Q: Chemours is a startup that’s not a startup. You were faced with issues a regular startup would not have had.
A: We talk about ourselves as a startup with a 200-year head start. We had a great legacy, but we’re a brand-new company. We started with $4 billion of debt and other liabilities, and one of our businesses was in the bottom of its cycle. On the day we launched, we had a lot of excited employees, but the next day, we realized we had a lot of challenges. We had to cut costs significantly, and to focus on the businesses that were leaders in the fields we played in, we sold three businesses that were not.
Q: In the process, you faced criticism as you laid off chemistry PhDs, closed plants and watched your stock price fall.
A: We were in a tough market environment and decided we had to focus on the things we could control. We reduced about 15 percent of our workforce and shut down facilities that were not going to be part of our future. We had to focus on the 8,000 people who were going to be staying with us, to make sure we’d take care of the customers that were dependent on us and make sure our investors got the return they deserved.
VERGNANO’S KEY PRINCIPLES
- 1. Put a plan together that’s clear to your organization and focused on what you can control.

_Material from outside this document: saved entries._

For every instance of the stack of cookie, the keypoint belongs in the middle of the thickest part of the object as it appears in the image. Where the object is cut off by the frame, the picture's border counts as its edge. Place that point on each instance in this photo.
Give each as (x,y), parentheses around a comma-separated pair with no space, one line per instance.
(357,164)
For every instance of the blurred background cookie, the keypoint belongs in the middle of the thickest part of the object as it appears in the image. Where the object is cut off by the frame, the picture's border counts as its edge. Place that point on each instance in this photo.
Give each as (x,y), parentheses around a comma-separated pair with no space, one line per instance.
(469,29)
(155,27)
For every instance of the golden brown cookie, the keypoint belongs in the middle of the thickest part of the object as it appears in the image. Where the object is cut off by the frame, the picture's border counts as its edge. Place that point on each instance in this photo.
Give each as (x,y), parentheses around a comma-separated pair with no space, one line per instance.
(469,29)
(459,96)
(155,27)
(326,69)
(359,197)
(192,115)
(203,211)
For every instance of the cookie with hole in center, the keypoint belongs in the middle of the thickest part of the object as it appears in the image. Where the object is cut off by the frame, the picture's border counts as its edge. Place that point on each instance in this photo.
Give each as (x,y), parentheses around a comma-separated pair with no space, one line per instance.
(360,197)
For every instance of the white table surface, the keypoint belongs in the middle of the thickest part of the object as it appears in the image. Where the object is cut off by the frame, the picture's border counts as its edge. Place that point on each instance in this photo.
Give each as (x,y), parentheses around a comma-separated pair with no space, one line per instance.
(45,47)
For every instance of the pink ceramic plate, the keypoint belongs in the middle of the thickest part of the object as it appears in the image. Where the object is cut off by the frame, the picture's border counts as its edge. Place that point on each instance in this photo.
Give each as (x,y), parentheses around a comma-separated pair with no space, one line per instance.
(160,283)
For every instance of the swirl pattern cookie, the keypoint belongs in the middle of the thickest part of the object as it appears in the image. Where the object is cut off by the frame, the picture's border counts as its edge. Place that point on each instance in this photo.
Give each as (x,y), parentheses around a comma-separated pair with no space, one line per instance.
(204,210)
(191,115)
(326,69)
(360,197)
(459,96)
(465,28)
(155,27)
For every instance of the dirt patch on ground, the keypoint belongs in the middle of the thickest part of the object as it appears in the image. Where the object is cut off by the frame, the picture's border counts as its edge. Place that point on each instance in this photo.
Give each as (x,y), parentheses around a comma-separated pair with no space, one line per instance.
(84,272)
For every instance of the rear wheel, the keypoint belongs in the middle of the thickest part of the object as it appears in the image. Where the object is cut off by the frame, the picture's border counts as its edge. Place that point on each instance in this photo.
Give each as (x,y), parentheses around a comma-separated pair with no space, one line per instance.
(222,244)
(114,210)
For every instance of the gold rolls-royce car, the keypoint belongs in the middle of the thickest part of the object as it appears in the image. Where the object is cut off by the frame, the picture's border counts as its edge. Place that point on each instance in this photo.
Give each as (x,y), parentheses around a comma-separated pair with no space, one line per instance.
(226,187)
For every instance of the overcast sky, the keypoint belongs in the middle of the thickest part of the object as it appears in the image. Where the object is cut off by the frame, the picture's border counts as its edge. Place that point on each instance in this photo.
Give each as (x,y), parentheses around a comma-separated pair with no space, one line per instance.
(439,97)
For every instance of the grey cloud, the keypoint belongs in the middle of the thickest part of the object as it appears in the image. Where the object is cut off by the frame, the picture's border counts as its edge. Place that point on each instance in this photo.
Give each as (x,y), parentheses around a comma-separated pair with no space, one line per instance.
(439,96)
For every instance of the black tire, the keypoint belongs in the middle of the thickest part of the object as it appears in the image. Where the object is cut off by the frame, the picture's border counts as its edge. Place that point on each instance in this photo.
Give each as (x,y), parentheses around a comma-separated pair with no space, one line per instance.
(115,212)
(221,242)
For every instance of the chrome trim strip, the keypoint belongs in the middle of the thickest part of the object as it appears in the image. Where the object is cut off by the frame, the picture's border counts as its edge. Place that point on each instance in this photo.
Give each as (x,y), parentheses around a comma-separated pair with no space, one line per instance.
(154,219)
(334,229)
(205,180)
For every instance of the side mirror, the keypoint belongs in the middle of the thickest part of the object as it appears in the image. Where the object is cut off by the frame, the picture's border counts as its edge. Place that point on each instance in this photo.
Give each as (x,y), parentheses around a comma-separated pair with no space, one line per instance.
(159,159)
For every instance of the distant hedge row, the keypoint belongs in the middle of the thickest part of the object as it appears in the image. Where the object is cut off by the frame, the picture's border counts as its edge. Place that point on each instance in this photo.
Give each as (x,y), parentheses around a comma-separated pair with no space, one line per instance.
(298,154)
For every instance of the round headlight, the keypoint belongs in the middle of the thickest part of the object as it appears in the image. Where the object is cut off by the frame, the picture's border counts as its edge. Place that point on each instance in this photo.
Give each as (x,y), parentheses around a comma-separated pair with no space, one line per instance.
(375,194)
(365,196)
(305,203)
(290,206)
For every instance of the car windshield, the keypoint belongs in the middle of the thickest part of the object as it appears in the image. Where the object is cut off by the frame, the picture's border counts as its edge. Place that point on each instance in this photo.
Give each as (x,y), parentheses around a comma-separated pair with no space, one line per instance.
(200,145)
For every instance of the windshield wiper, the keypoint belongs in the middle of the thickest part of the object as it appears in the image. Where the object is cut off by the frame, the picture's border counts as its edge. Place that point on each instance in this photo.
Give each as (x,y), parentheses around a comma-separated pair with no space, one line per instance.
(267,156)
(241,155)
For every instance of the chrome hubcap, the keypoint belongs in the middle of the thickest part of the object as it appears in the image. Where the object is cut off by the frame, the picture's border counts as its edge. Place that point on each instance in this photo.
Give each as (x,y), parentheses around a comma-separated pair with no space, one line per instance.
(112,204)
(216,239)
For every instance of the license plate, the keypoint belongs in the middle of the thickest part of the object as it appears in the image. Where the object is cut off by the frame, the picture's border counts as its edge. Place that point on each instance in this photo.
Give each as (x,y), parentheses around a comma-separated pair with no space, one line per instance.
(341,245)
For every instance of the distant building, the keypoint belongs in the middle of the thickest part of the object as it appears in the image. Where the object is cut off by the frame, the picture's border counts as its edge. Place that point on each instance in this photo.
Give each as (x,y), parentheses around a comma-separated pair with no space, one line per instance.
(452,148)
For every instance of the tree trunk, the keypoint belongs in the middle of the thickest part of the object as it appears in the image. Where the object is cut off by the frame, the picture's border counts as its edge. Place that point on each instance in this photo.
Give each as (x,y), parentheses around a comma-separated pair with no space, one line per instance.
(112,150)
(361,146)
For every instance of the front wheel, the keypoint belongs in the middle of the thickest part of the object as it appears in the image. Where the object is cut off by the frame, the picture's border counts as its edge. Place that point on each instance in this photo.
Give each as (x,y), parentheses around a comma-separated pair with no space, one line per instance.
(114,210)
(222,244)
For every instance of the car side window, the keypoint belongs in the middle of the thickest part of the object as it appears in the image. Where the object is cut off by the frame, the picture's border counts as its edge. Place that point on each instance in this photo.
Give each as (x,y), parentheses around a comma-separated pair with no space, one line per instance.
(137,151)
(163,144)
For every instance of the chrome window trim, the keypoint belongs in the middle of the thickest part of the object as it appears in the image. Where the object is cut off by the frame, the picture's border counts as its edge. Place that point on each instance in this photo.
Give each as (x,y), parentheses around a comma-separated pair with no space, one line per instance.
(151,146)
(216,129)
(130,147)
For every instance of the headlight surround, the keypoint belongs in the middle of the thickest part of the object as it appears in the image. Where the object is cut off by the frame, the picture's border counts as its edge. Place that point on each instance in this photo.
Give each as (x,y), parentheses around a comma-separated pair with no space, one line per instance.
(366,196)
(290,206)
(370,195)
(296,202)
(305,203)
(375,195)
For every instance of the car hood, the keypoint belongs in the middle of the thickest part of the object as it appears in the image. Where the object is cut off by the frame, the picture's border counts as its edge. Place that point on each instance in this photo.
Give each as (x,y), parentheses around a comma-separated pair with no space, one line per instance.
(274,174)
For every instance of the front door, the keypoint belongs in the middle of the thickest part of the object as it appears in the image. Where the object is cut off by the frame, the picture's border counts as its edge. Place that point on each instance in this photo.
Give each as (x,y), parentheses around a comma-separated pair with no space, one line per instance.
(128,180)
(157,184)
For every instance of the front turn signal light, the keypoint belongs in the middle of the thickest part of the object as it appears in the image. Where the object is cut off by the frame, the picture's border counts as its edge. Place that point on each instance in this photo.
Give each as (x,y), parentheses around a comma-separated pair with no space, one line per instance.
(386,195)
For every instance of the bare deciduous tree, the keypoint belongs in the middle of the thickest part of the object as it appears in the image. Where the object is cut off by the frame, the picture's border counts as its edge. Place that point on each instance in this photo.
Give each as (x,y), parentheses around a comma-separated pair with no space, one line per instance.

- 2. Build massive transparency, making sure the organization understands where you are at every step, even when you have flips.
- 3. Deliver on your commitments and on the promises you’ve made to employees, customers and investors.
Q: How has it worked?
A: There were worry points at the beginning. We were not a proven leadership team. We didn’t have a track record. But as people started seeing us execute on our plan and deliver on our promises quarter after quarter, confidence started coming back. Now we’re on our path. Our transformation plan goes through the end of this year. The next step is what’s beyond 2017. It’s all about growth, organically and inorganically.
Q: How have customers responded?
A: We told our customers they might have had a relationship with DuPont, but Chemours was going to be a different company. It was going to be more customer-centered. Like DuPont, it was going to have high integrity and an obsession around safety, but we want to be more entrepreneurial and simpler, quicker on decisions and nimbler in dealing with customers. We’ve not only been able to retain customers, but also to build new customers who have seen a little different attitude from us.
Q: In seeking to retain and renew talent, have you had to do business differently?
A: Yes, in a couple ways. One is a value we set up the first day: collective entrepreneurship. We want to have the flexibility to do different things. We found this has been extremely attractive, especially for millennials. The other value we call “refreshing simplicity,” making things not complex, not hierarchical. Chemours has a lot of the benefits of DuPont in terms of technology, of integrity, of a culture of safety, but we’re very different in terms of this entrepreneurial spirit and simplicity.
Q: Given what you’ve faced and that this is your first time as CEO, how has the experience been?
A: It’s been great. Despite the tough start, being able to set a course on values, to create a culture with like-minded folks has been really positive. Our executive team is really small. There are only eight of us and three came from the outside, so we were able to blend experience from DuPont but also mesh that with folks who’ve thought about things a different way.